GeneNetwork collects data on genetically segregating populations
(called _groups_) in a number of _species_ including humans.  Most of
the phenotype data is "omic" data which are organized as _datasets_. 

## Import genenetworkapi

In [1]:
import genenetworkapi.v_pre1 as gnapi

## Check connection
To check if the website is responding properly:

In [2]:
gnapi.check_gn()

GeneNetwork is alive.


200

## Get species list
Which species have data on them?

In [3]:
gnapi.list_species()

Unnamed: 0,FullName,Id,Name,TaxonomyId
0,Mus musculus,1,mouse,10090
1,Rattus norvegicus,2,rat,10116
2,Arabidopsis thaliana,3,arabidopsis,3702
3,Homo sapiens,4,human,9606
4,Hordeum vulgare,5,barley,4513
5,Fly (Drosophila melanogaster dm6),6,drosophila,7227
6,Macaca mulatta,7,monkey,9544
7,Glycine max,8,soybean,3847
8,Solanum lycopersicum,9,tomato,4081
9,Populus trichocarpa,10,poplar,3689


To get information on a single species:

In [4]:
gnapi.list_species("rat")

Unnamed: 0,FullName,Id,Name,TaxonomyId
0,Rattus norvegicus,2,rat,10116


## List groups for a species
Since the information is organized by segregating population
("group"), it is useful to get a list for a particular species you
might be interested in.

In [5]:
gnapi.list_groups("rat")

Unnamed: 0,DisplayName,FullName,GeneticType,Id,MappingMethodId,Name,SpeciesId,public
0,Hybrid Rat Diversity Panel (Includes HXB/BXH),Hybrid Rat Diversity Panel (Includes HXB/BXH),,10,1.0,HXBBXH,2,2
1,UIOWA SRxSHRSP F2,UIOWA SRxSHRSP F2,intercross,24,1.0,SRxSHRSPF2,2,2
2,NIH Heterogeneous Stock (RGSMC 2013),NIH Heterogeneous Stock (RGSMC 2013),,42,1.0,HSNIH-RGSMC,2,2
3,NIH Heterogeneous Stock (Palmer),NIH Heterogeneous Stock (Palmer),,55,,HSNIH-Palmer,2,2
4,NWU WKYxF344 F2 Behavior,NWU WKYxF344 F2 Behavior,intercross,82,3.0,NWU_WKYxF344_F2,2,2
5,HIV-1Tg and Control,HIV-1Tg and Control,,83,1.0,HIV-1Tg,2,2
6,HRDP-HXB/BXH Brain Proteome,HRDP-HXB/BXH Brain Proteome,,87,1.0,HRDP_HXB-BXH-BP,2,2
7,HRDP-HXB/BXH Metabolome,HRDP-HXB/BXH Metabolome,,98,1.0,HRDP_HXB-BXH-Metb,2,2


You can see the type of population it is.  Note the short name
(`Name`) as that will be used in queries involving that population
(group).

## Get genotypes for a group
To get the genotypes of a group:

In [6]:
gnapi.get_geno("BXD").iloc[:10]

  df = pd.read_csv(stringbytes, header=header, sep="\t")

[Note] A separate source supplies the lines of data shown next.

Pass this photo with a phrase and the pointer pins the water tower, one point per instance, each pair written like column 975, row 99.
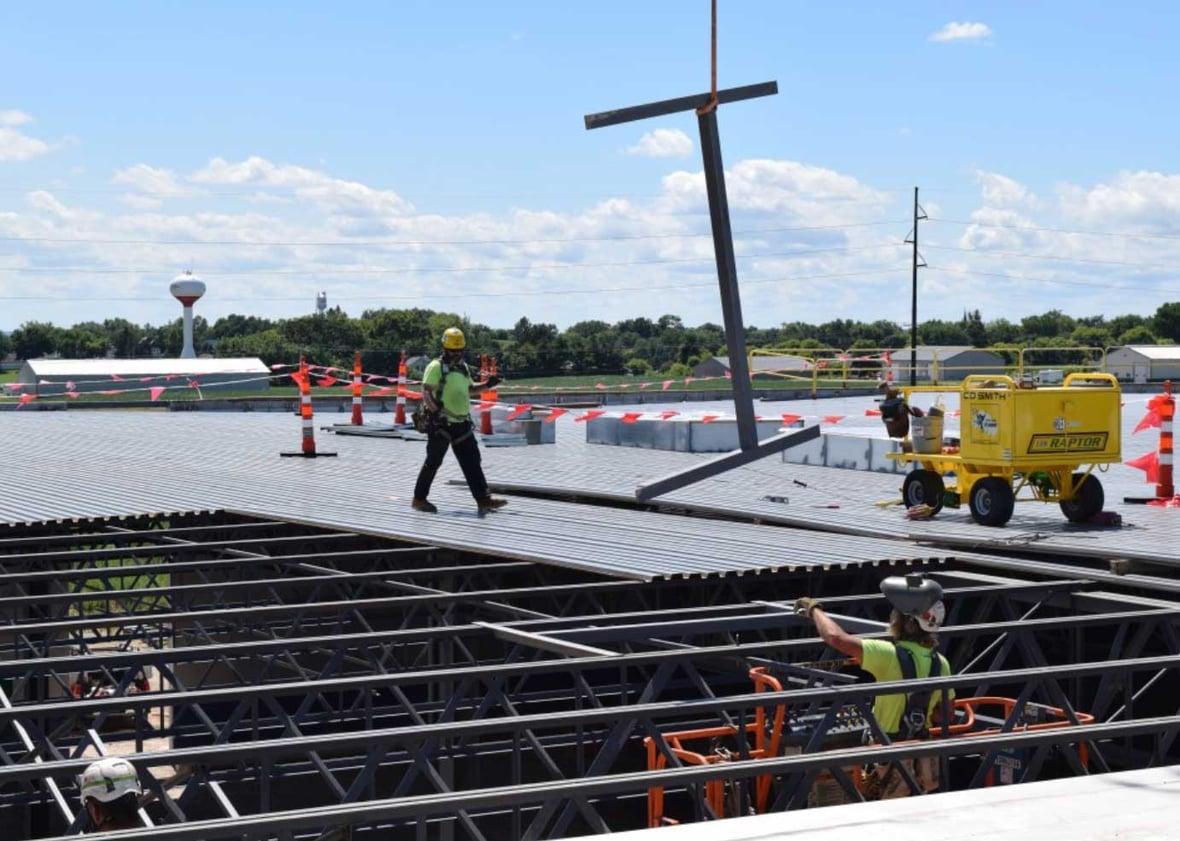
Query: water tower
column 187, row 288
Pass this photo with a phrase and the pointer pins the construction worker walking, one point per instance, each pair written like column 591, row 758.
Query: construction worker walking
column 110, row 793
column 447, row 388
column 912, row 652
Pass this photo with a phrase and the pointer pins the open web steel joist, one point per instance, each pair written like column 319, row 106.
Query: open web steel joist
column 274, row 679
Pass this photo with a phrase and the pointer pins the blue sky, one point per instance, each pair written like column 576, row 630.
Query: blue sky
column 433, row 155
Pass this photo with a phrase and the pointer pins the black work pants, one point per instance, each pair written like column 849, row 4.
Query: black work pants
column 461, row 439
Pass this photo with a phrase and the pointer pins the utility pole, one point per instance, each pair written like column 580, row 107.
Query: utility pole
column 918, row 262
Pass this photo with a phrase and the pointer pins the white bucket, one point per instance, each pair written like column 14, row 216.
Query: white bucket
column 926, row 434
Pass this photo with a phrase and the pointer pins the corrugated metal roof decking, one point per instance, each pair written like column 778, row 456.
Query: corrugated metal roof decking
column 69, row 465
column 84, row 465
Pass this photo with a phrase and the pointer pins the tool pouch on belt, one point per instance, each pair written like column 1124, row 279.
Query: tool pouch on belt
column 425, row 420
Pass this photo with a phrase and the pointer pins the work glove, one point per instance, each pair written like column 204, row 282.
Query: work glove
column 805, row 605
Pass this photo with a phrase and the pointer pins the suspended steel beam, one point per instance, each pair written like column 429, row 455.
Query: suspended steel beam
column 727, row 461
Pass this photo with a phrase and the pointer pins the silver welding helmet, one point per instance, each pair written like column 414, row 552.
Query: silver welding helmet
column 917, row 596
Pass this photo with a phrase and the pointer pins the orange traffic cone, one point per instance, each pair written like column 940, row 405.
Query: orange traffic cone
column 358, row 400
column 400, row 415
column 305, row 411
column 487, row 396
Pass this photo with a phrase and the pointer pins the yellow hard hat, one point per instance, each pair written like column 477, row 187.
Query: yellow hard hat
column 453, row 339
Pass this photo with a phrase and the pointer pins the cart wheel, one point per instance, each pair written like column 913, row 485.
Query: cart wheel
column 1087, row 501
column 991, row 501
column 923, row 487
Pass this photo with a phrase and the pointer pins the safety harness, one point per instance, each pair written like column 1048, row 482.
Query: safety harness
column 437, row 422
column 913, row 718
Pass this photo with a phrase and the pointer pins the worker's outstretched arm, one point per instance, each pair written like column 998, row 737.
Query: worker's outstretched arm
column 830, row 631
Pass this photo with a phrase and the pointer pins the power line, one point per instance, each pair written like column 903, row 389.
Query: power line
column 389, row 243
column 1013, row 276
column 415, row 269
column 1056, row 230
column 1021, row 255
column 418, row 296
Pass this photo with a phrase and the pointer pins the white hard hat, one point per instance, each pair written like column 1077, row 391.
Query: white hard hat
column 107, row 780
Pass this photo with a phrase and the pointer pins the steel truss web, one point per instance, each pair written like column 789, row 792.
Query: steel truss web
column 279, row 681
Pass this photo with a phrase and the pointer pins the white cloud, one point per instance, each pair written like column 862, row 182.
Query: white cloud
column 15, row 144
column 812, row 244
column 152, row 181
column 662, row 143
column 332, row 195
column 1001, row 191
column 961, row 32
column 1142, row 202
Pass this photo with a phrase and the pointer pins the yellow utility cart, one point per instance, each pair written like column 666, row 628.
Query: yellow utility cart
column 1016, row 437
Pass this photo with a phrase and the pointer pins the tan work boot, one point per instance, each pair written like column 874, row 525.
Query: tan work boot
column 491, row 504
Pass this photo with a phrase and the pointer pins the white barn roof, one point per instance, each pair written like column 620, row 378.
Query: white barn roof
column 1156, row 353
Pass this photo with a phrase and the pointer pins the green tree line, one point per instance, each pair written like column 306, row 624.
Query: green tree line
column 635, row 346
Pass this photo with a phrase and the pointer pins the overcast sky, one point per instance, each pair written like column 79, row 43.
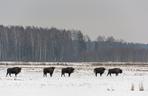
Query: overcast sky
column 125, row 19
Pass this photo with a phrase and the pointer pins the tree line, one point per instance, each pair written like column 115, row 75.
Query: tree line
column 18, row 43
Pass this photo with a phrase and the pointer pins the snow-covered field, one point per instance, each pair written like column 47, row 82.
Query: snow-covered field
column 30, row 82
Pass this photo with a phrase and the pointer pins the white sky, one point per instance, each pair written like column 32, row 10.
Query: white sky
column 125, row 19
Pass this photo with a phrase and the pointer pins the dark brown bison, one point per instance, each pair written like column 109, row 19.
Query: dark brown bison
column 68, row 70
column 114, row 71
column 13, row 70
column 49, row 70
column 99, row 70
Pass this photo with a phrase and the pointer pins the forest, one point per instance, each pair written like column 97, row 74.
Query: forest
column 30, row 43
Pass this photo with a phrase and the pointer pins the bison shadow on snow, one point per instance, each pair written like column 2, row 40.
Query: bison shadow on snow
column 13, row 70
column 114, row 71
column 49, row 70
column 99, row 70
column 67, row 70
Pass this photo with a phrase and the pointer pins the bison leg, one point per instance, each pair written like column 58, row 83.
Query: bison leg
column 6, row 74
column 50, row 74
column 100, row 74
column 109, row 74
column 116, row 74
column 10, row 74
column 15, row 74
column 62, row 74
column 69, row 74
column 45, row 74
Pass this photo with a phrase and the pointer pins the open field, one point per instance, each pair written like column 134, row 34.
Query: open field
column 82, row 82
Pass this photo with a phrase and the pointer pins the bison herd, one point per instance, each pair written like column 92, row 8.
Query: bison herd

Unnamed: 0,Chr,Locus,cM,Mb,BXD1,BXD2,BXD5,BXD6,BXD8,BXD9,...,BXD077xBXD062F1,BXD083xBXD045F1,BXD087xBXD100F1,BXD065bxBXD055F1,BXD102xBXD077F1,BXD102xBXD73bF1,BXD170xBXD172F1,BXD172xBXD197F1,BXD197xBXD009F1,BXD197xBXD170F1
0,1,rsm10000000001,0.0,3.00149,B,B,D,D,D,B,...,D,H,B,H,H,H,B,H,H,H
1,1,rs31443144,0.11,3.010274,B,B,D,D,D,B,...,D,H,B,H,H,H,B,H,H,H
2,1,rs6269442,0.21,3.492195,B,B,D,D,D,B,...,D,H,B,H,H,H,B,H,H,H
3,1,rs32285189,0.32,3.511204,B,B,D,D,D,B,...,D,H,B,H,H,H,B,H,H,H
4,1,rs258367496,0.43,3.659804,B,B,D,D,D,B,...,D,H,B,H,H,H,B,H,H,H
5,1,rs32430919,0.53,3.777023,B,B,D,D,D,B,...,D,H,B,H,H,H,B,H,H,H
6,1,rs36251697,0.64,3.812265,B,B,D,D,D,B,...,D,H,B,H,H,H,B,H,H,H
7,1,rs30658298,0.75,4.430623,B,B,D,D,D,B,...,D,H,B,H,H,H,B,H,H,H
8,1,rs31879829,0.85,4.518714,B,B,D,D,D,B,...,D,H,B,H,H,H,B,H,H,H
9,1,rs36742481,0.96,4.776319,B,B,D,D,D,B,...,D,H,B,H,H,H,B,H,H,H


Currently, we only support the `.geno` format which returns a data
frame of genotypes with rows as marker and columns as individuals.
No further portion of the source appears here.